We are again thinking of orbital, sun-reflecting satellites. This time, the aim is primarily to beam a huge amount of solar power down to earth. The likes of US Naval Research Lab have been studying the prospect intently, and Japan's Aerospace Agency plans on launching an orbital solar power plant within the decade. The US has one that could be ready around then, too. John Mankins, the ex-NASA brain behind the US's SPS-ALPHA, argues that a "single solar power satellite would deliver power to on the order of a third of humanity." And as Syromyatnikov and his crew proved, giant space reflectors are far from the charter of science fiction alone.

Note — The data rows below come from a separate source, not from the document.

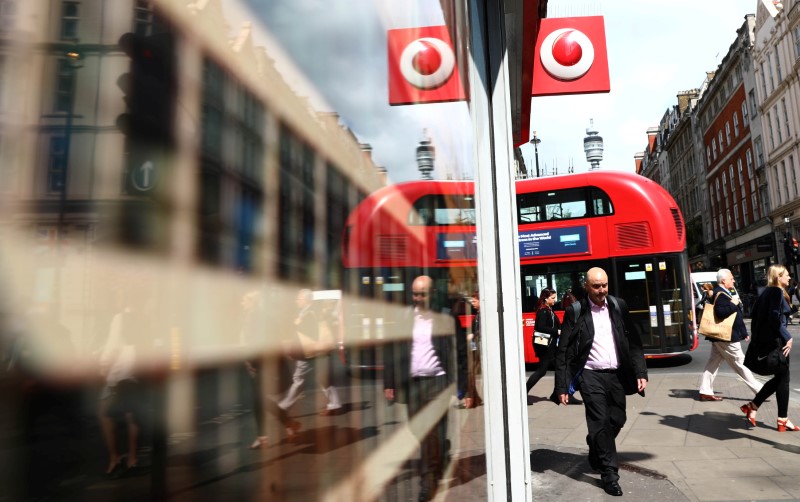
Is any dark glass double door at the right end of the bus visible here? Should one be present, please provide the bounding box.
[611,256,692,354]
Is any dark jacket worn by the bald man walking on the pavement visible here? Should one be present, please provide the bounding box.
[555,296,647,394]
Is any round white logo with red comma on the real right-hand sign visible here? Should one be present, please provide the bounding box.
[540,28,594,80]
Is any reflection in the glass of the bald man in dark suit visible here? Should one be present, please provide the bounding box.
[383,275,456,501]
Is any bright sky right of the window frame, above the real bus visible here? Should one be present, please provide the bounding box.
[522,0,759,174]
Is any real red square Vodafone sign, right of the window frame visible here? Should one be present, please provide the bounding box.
[531,16,611,96]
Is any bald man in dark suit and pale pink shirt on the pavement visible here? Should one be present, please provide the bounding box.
[555,268,647,496]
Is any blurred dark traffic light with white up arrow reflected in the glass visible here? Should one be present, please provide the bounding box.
[117,32,177,195]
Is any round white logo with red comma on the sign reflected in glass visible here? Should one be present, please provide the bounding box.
[400,37,456,90]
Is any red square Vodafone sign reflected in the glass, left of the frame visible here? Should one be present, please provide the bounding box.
[387,26,466,105]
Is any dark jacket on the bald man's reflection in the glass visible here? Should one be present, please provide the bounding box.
[383,307,463,403]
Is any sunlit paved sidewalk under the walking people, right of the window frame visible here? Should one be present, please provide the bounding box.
[484,373,800,502]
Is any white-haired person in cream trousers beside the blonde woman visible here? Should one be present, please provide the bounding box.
[699,268,762,401]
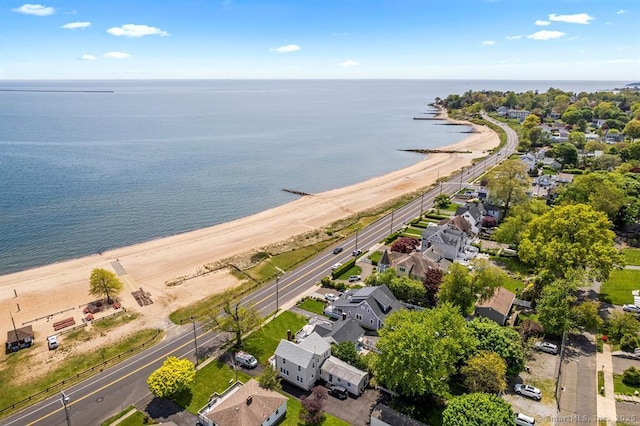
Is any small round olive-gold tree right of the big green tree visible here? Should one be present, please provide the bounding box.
[460,351,507,394]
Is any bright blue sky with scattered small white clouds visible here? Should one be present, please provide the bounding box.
[0,0,640,81]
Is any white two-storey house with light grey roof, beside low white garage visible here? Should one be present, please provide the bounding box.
[275,333,331,390]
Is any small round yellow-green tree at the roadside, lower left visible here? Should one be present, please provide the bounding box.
[147,356,196,398]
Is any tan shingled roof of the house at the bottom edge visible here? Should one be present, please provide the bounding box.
[205,379,287,426]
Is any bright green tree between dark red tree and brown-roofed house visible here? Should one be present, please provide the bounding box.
[438,259,507,315]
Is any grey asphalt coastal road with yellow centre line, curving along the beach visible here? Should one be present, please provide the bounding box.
[0,115,518,425]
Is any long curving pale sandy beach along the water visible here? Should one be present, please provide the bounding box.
[0,115,499,356]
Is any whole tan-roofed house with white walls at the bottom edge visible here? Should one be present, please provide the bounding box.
[198,379,288,426]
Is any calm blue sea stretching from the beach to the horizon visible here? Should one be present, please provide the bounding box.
[0,80,626,274]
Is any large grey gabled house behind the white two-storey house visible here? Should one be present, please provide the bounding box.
[331,285,404,330]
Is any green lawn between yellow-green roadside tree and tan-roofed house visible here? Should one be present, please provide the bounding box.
[173,360,251,414]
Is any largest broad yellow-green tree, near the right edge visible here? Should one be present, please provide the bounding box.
[518,204,622,281]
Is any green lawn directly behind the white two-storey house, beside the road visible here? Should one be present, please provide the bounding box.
[242,311,307,364]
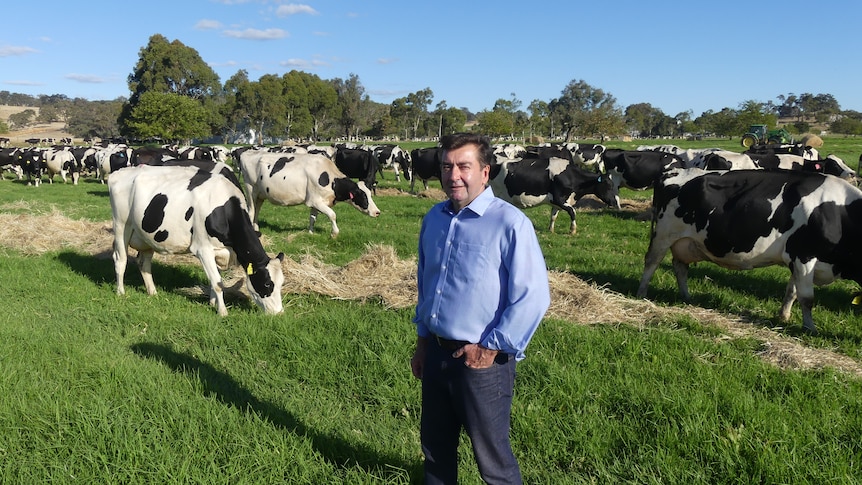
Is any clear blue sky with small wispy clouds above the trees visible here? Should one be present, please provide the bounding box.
[0,0,862,116]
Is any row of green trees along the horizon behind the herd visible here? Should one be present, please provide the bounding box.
[0,34,862,143]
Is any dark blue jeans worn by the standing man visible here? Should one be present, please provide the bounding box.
[420,338,522,485]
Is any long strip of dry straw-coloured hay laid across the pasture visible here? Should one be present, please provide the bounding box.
[0,205,862,376]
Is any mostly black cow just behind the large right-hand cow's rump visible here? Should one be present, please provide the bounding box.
[602,148,682,190]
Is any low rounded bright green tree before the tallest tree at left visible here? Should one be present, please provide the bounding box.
[127,92,209,143]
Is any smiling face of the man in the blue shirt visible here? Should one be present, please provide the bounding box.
[440,144,491,211]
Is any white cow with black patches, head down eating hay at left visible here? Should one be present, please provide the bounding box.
[108,164,284,316]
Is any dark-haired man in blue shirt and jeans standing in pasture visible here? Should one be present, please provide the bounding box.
[410,134,550,484]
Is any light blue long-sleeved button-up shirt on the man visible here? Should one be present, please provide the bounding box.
[413,188,551,360]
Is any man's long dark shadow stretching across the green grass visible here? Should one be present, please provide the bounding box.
[131,342,422,483]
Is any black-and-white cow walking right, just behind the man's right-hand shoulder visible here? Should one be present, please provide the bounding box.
[489,158,620,234]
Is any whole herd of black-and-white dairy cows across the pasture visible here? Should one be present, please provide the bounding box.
[0,138,862,333]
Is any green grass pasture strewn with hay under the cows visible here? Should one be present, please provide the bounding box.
[0,138,862,484]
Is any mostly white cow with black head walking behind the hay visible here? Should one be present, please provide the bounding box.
[239,150,380,237]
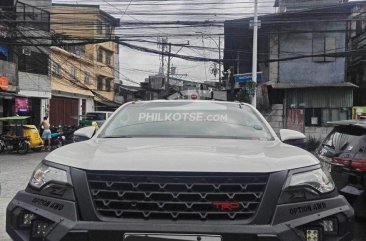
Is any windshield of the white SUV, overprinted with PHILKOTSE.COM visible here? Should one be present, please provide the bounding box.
[99,102,273,140]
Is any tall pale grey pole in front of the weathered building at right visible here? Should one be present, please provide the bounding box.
[252,0,258,108]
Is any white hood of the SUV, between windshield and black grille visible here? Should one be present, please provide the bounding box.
[46,138,319,173]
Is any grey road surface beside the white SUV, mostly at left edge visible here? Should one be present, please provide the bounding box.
[0,153,366,241]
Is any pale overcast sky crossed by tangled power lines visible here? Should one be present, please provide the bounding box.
[48,0,275,85]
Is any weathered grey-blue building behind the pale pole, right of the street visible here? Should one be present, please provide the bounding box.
[225,2,365,138]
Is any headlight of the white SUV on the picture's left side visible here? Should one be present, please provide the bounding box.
[29,163,69,189]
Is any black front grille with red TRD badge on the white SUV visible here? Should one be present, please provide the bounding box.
[87,172,268,221]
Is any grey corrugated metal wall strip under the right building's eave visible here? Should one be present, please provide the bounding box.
[286,88,353,108]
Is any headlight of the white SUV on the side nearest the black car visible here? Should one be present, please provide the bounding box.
[287,169,335,194]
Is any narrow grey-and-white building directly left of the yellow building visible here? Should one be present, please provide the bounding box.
[16,0,51,125]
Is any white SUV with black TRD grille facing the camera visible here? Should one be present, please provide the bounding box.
[6,100,354,241]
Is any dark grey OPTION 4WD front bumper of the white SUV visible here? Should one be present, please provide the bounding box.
[6,191,354,241]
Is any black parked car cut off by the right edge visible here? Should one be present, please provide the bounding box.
[316,120,366,217]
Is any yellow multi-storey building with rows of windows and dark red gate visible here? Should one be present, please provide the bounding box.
[50,4,119,125]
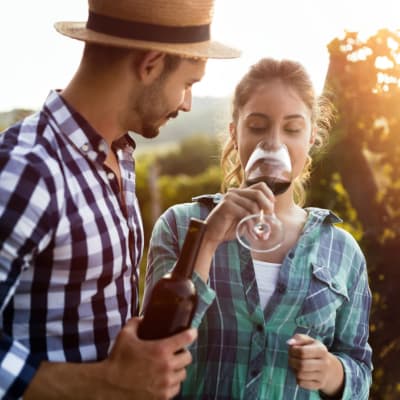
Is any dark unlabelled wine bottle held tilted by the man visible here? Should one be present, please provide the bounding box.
[138,218,206,340]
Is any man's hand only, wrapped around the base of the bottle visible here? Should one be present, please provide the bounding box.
[104,318,197,400]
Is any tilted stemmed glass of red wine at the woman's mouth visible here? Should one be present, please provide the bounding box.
[236,140,292,253]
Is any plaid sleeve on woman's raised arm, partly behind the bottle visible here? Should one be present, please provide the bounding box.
[142,209,215,327]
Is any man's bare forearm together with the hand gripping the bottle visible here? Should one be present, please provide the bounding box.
[24,317,197,400]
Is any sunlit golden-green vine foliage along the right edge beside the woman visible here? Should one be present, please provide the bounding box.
[309,30,400,400]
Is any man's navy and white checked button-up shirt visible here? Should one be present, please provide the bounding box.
[0,92,143,399]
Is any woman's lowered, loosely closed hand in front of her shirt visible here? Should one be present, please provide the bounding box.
[288,334,344,396]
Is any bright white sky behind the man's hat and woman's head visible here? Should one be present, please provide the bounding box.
[0,0,400,112]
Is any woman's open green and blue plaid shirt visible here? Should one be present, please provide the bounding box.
[144,195,372,400]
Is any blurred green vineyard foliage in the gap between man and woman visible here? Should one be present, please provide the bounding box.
[136,135,221,243]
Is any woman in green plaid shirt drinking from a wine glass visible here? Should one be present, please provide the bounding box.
[144,59,372,400]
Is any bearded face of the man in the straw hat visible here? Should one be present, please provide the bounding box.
[136,59,207,138]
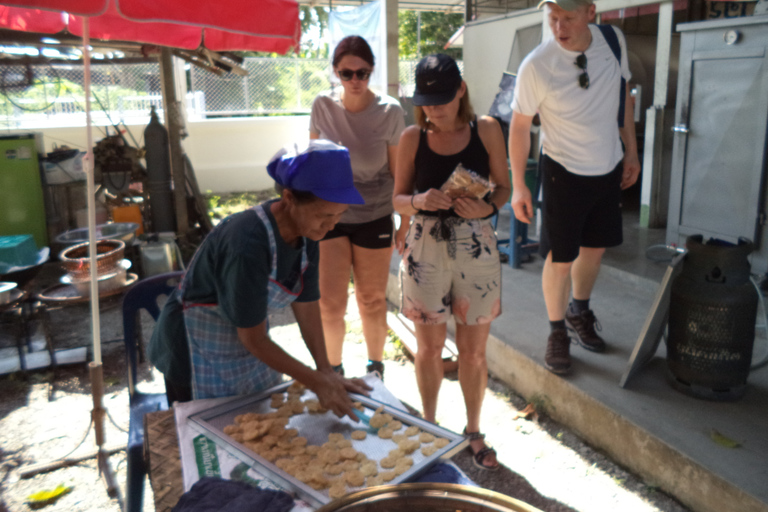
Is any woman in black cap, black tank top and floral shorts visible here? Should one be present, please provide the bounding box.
[394,54,510,469]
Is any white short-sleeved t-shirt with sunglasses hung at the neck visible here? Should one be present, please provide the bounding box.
[512,25,632,176]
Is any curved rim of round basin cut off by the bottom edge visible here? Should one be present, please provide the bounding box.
[317,483,541,512]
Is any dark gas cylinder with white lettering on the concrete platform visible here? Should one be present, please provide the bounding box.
[667,235,758,400]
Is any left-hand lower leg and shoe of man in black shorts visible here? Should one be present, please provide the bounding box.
[541,251,573,374]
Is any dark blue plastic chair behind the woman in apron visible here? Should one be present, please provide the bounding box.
[123,272,183,512]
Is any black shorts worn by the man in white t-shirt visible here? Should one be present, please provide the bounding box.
[539,155,623,263]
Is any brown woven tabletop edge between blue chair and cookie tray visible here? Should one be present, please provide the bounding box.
[144,410,184,512]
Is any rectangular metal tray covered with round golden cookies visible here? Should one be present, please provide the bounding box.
[188,381,468,507]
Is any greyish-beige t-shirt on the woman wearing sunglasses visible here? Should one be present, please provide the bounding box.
[309,93,405,224]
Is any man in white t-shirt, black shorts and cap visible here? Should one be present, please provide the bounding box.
[509,0,640,374]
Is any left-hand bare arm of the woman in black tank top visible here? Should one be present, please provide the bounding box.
[392,129,453,216]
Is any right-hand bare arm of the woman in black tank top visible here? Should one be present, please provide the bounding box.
[454,116,512,219]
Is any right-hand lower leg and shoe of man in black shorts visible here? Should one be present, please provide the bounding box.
[565,247,605,352]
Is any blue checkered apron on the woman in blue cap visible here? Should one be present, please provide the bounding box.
[181,205,307,399]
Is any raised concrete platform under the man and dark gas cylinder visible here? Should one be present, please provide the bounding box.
[390,207,768,512]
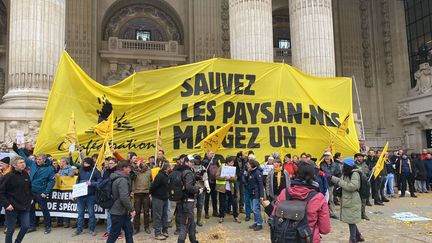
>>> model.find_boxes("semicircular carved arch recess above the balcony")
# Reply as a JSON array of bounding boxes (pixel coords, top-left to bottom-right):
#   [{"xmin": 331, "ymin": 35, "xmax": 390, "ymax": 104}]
[{"xmin": 103, "ymin": 4, "xmax": 183, "ymax": 44}]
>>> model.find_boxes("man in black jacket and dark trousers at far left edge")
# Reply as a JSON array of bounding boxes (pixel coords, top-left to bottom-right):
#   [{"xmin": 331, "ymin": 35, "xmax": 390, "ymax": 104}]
[{"xmin": 0, "ymin": 156, "xmax": 33, "ymax": 243}]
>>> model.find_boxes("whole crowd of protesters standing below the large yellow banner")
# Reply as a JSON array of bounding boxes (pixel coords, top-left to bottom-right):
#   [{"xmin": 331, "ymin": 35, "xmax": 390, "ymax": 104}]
[{"xmin": 0, "ymin": 140, "xmax": 432, "ymax": 243}]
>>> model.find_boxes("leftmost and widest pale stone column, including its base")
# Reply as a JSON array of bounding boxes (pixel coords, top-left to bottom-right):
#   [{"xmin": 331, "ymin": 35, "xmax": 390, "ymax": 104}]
[{"xmin": 0, "ymin": 0, "xmax": 65, "ymax": 118}]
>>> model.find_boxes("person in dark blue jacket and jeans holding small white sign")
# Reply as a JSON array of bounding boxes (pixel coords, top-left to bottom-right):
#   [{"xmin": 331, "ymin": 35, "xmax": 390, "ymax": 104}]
[{"xmin": 73, "ymin": 158, "xmax": 102, "ymax": 236}]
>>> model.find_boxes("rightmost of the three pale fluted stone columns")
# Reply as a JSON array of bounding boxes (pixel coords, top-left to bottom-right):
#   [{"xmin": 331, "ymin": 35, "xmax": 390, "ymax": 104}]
[{"xmin": 289, "ymin": 0, "xmax": 336, "ymax": 77}]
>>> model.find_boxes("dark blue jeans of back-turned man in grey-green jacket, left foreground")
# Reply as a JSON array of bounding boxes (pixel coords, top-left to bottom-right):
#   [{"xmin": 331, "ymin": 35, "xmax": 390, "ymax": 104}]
[{"xmin": 106, "ymin": 215, "xmax": 133, "ymax": 243}]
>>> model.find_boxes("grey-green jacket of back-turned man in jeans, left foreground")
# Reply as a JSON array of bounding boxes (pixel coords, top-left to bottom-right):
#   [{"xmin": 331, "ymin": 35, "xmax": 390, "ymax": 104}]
[{"xmin": 109, "ymin": 171, "xmax": 135, "ymax": 215}]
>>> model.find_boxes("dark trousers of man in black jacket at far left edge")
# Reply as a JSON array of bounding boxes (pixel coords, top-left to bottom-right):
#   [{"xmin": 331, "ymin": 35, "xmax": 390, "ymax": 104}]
[{"xmin": 5, "ymin": 210, "xmax": 30, "ymax": 243}]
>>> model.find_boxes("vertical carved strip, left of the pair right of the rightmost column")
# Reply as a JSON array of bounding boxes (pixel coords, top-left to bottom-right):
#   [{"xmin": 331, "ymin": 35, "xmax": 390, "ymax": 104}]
[{"xmin": 360, "ymin": 0, "xmax": 373, "ymax": 88}]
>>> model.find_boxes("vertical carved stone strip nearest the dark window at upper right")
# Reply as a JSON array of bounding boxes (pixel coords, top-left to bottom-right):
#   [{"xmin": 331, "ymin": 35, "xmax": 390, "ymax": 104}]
[{"xmin": 381, "ymin": 0, "xmax": 394, "ymax": 85}]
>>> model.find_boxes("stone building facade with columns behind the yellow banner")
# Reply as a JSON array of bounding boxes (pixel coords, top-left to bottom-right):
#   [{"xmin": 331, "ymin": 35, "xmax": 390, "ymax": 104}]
[{"xmin": 0, "ymin": 0, "xmax": 426, "ymax": 150}]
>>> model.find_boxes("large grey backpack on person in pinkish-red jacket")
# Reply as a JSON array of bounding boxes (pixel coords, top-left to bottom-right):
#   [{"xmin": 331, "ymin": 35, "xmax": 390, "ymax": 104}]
[{"xmin": 269, "ymin": 190, "xmax": 318, "ymax": 243}]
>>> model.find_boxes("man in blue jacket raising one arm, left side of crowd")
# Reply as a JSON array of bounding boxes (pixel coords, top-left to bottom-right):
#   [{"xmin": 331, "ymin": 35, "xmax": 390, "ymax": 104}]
[{"xmin": 13, "ymin": 143, "xmax": 55, "ymax": 234}]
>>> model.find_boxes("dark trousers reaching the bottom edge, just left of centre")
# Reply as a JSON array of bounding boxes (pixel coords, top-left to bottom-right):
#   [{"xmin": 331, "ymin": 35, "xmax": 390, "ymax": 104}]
[{"xmin": 177, "ymin": 202, "xmax": 196, "ymax": 243}]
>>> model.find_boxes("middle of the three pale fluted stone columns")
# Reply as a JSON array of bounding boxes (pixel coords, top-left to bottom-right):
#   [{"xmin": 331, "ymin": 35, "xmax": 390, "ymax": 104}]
[{"xmin": 229, "ymin": 0, "xmax": 273, "ymax": 62}]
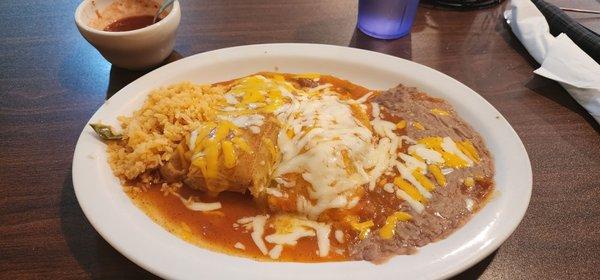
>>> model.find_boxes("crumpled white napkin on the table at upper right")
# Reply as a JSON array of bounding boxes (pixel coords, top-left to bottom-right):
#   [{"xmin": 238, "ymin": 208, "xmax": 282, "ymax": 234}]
[{"xmin": 504, "ymin": 0, "xmax": 600, "ymax": 123}]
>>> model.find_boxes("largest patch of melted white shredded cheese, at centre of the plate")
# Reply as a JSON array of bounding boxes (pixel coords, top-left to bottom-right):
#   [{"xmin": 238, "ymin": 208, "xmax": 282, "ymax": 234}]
[{"xmin": 274, "ymin": 94, "xmax": 373, "ymax": 219}]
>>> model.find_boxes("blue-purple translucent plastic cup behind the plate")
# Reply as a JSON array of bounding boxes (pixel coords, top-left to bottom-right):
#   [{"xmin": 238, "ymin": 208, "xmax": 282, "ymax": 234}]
[{"xmin": 358, "ymin": 0, "xmax": 419, "ymax": 39}]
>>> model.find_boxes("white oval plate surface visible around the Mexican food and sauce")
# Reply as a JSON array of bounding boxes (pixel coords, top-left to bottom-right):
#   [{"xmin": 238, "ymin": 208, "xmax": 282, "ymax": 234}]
[{"xmin": 73, "ymin": 44, "xmax": 532, "ymax": 280}]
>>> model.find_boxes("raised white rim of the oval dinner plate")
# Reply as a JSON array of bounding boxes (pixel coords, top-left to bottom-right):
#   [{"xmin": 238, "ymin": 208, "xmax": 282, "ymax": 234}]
[{"xmin": 72, "ymin": 43, "xmax": 532, "ymax": 279}]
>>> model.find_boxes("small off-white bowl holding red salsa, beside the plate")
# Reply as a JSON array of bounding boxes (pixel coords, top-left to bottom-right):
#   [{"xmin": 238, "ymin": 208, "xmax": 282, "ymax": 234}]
[{"xmin": 75, "ymin": 0, "xmax": 181, "ymax": 70}]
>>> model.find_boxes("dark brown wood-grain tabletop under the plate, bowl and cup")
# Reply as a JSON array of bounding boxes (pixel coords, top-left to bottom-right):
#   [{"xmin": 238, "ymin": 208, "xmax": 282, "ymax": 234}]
[{"xmin": 0, "ymin": 0, "xmax": 600, "ymax": 279}]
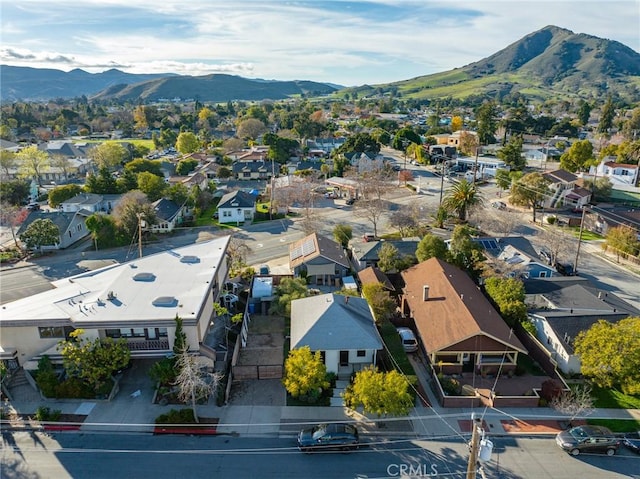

The fascinating thing, in retrospect, is that Syromyatnikov himself never seemed to stop working. He seemed to actively disparage sleeping—and the night. He was always working. Even into his 70s, he adhered to a strict work regimen, toiling on docking systems for the Soyuz rockets.
"I understand how to design," he told IEEE. "You should feel, maybe by intuition, what lies ahead in the process, what should be done, not just design alone, not just the original sketches, but the whole thing."
It may be impossible for most of us to imagine the whole vision of Znamya—a world orbited by machines that regulate daylight—but we can understand the concept. It's one that's pressing up, sometimes uncomfortably in an increasingly sleepless world.
"[T]his ultimately unworkable enterprise is one particular instance of a contemporary imaginary in which a state of permanent illumination is inseparable from the non-stop operation of global exchange and circulation," Crary writes. "In its entrepreneurial excess, the project is a hyperbolic expression of an institutional intolerance of whatever obscures or prevents an instrumentalized and unending condition of visibility."
It's a world where, like today, we sleep less, cede our days to distant technologies, with more lunae crowding our vision. Imagine instead of blinking screens on the bedside, they're moonbright satellites.
Syromyatnikov's Znamya can be read both as a pathbreaking and unduly forgotten experiment, as well as a cautionary tale of human hubris, of the perils of pushing the workday too far. We may try to use technology to bend night into day, but the laws of nature have a way of bending it back.